New Zealand artist (born 1976)

Sonya Lacey (born December 1976) is a New Zealand artist based in Wellington. She works with a range of mediums including performance, video and installation. Her works are in the collection of the Auckland Art Gallery Toi o Tāmaki.

== Early life ==
Lacey was born in 1976 in Hastings, New Zealand.

== Education ==
Lacey graduated from the Elam School of Fine Arts in Auckland with a MFA in 2007.

== Career ==
Lacey's artistic works demonstrate an interest in forms of communication. Her work has been curated into programmes at institutions including the Singapore Centre for Contemporary Art, the London International Film Festival, and the Govett Brewster Art Gallery. Together with Sarah Rose, Lacey established the collaborative research project lightreading.

Notable solo exhibitions:

- Making things clear at The Physics Room, Christchurch, 2010.
- Dilutions and Infinitesimals at The Physics Room, Christchurch, 2016. For this show, Lacey produced works using an original typeface, alongside a video installation, with an imagined narrative drawing the two parts of the exhibition together.
- Dilutions: Three short films by Sonya Lacey at the Centre for Contemporary Arts, Glasgow, 2016. This exhibition presented three of Lacey's short films – Infinitesimals (2016), By Sea (2015), and Newspaper for Vignelli (2010).
- Smooth but coarser than yellow at Robert Heald Gallery, Wellington, 2017.
- Speed Reading at NTU CCA, Singapore, 2017.
- Newspaper for Vignelli at Dunedin Public Art Gallery, Dunedin, 2019. This exhibition reflected Lacey's interest in different printing histories across time, and looked to the work of Italian designer Massimo Vignelli and his proposed redesign of The European Journal (c.1978) for inspiration.

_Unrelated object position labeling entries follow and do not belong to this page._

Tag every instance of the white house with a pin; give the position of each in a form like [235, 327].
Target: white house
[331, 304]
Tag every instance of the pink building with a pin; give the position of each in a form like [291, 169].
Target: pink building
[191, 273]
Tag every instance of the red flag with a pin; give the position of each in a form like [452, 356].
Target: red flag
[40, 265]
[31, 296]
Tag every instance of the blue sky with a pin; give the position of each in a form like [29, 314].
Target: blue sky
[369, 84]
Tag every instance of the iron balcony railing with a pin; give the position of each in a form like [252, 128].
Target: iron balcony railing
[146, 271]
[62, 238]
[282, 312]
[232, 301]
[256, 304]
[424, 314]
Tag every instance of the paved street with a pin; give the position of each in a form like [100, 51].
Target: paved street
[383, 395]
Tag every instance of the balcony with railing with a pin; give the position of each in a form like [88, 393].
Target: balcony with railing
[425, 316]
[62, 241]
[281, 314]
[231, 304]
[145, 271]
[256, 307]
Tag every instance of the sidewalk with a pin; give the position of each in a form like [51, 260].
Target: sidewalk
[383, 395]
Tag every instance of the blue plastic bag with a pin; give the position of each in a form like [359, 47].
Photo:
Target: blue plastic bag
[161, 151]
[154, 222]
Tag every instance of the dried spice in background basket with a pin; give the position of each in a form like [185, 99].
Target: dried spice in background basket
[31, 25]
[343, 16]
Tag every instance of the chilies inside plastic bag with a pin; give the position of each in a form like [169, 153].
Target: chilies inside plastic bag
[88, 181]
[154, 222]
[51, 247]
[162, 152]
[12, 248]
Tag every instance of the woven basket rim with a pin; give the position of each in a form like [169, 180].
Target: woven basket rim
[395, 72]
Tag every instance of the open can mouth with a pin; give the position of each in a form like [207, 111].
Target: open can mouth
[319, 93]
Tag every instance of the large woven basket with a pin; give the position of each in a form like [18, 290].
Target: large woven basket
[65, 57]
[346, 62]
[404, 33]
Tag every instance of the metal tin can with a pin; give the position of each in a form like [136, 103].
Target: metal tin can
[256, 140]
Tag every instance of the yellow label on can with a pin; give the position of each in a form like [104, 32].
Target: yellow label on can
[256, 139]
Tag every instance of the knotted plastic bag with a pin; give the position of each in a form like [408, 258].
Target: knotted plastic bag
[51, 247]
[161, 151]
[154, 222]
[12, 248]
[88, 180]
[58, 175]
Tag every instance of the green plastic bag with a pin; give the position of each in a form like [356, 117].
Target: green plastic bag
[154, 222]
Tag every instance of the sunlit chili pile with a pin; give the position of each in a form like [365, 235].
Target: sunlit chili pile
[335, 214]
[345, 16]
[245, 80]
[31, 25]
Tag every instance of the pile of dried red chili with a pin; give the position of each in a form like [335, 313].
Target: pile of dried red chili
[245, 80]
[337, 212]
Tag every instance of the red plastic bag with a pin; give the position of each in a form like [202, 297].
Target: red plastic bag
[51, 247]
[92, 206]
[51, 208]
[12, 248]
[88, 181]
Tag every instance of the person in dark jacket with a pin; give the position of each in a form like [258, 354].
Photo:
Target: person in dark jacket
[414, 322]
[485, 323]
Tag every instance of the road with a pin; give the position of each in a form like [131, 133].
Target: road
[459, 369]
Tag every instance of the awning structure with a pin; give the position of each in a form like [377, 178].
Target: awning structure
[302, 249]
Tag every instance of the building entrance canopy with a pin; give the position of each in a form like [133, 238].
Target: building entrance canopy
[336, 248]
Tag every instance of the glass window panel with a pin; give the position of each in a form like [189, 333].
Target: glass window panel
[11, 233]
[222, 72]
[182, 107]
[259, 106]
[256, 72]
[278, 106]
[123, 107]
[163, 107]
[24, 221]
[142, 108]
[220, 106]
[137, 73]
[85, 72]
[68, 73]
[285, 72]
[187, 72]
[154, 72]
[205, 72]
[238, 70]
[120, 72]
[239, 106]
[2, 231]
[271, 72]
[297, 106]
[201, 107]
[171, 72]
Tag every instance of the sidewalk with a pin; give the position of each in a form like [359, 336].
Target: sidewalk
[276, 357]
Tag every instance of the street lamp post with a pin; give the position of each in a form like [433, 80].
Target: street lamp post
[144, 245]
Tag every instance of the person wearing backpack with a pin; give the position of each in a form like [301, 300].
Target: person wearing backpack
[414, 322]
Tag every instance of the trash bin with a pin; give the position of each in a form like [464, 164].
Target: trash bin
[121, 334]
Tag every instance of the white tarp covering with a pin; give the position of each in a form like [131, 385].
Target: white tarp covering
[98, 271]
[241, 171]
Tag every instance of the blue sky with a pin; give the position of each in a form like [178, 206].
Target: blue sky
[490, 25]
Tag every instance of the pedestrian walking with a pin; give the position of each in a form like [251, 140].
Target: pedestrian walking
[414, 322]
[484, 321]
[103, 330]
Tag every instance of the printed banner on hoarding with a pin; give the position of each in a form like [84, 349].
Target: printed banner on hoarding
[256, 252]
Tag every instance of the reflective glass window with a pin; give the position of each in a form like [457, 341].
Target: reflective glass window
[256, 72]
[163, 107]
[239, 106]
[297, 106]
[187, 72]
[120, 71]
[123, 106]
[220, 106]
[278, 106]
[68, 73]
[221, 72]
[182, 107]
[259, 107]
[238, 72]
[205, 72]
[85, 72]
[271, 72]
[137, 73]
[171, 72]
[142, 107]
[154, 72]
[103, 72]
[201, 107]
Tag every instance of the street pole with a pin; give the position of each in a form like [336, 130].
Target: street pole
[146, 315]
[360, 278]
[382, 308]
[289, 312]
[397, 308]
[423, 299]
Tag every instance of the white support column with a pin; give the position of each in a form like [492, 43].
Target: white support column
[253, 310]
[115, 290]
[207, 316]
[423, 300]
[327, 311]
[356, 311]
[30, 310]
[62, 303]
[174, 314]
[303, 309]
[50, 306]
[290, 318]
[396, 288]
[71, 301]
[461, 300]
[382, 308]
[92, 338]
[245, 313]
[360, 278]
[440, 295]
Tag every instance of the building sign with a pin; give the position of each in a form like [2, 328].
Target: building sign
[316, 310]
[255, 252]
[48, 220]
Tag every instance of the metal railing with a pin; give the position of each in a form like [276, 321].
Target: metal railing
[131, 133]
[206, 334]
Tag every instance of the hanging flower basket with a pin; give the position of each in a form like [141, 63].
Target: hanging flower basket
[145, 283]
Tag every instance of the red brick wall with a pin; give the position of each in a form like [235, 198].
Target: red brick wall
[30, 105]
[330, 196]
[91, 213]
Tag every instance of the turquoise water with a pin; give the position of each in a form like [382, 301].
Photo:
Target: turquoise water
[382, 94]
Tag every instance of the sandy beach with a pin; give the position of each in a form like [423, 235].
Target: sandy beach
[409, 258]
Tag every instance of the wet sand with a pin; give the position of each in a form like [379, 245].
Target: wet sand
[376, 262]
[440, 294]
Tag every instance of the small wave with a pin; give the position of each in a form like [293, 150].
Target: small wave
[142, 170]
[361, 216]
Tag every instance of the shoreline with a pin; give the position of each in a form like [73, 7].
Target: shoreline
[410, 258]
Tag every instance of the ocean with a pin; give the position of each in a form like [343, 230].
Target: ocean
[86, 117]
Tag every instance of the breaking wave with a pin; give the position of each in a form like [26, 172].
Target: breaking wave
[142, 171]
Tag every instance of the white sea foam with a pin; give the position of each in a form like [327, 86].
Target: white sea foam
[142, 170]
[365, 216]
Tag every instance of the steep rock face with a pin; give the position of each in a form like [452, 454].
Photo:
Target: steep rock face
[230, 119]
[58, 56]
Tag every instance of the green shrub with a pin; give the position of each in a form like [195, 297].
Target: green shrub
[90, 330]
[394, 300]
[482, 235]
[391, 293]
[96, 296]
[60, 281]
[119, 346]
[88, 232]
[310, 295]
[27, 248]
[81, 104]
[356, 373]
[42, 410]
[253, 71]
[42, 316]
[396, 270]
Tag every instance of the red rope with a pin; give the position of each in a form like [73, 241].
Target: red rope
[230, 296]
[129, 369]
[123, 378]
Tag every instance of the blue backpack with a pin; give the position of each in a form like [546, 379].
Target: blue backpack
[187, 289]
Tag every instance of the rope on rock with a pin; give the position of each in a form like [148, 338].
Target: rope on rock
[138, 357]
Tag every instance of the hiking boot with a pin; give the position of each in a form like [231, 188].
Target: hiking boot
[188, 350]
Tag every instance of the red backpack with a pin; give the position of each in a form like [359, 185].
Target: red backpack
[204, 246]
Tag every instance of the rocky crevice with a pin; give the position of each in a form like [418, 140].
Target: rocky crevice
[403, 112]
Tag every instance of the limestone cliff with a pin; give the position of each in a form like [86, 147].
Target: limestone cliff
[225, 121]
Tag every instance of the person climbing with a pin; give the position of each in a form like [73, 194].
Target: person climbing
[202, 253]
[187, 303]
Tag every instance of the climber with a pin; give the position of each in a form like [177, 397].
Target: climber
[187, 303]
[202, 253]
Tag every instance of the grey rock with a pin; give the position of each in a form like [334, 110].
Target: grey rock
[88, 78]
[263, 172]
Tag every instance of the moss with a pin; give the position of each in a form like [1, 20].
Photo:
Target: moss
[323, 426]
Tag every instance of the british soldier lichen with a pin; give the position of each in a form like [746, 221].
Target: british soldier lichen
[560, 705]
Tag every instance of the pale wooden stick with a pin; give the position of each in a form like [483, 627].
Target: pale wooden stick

== Awards and residencies ==

- Awarded residency at the Banff Centre, Canada in 2012.
- Awarded residency at the Centre for Contemporary Art Singapore in 2017. During this residency, Lacey developed a project titled One divides into two, which derives its title from a Maoist slogan from the 1960s. This project expanded Lacey's investigations into non-western print histories.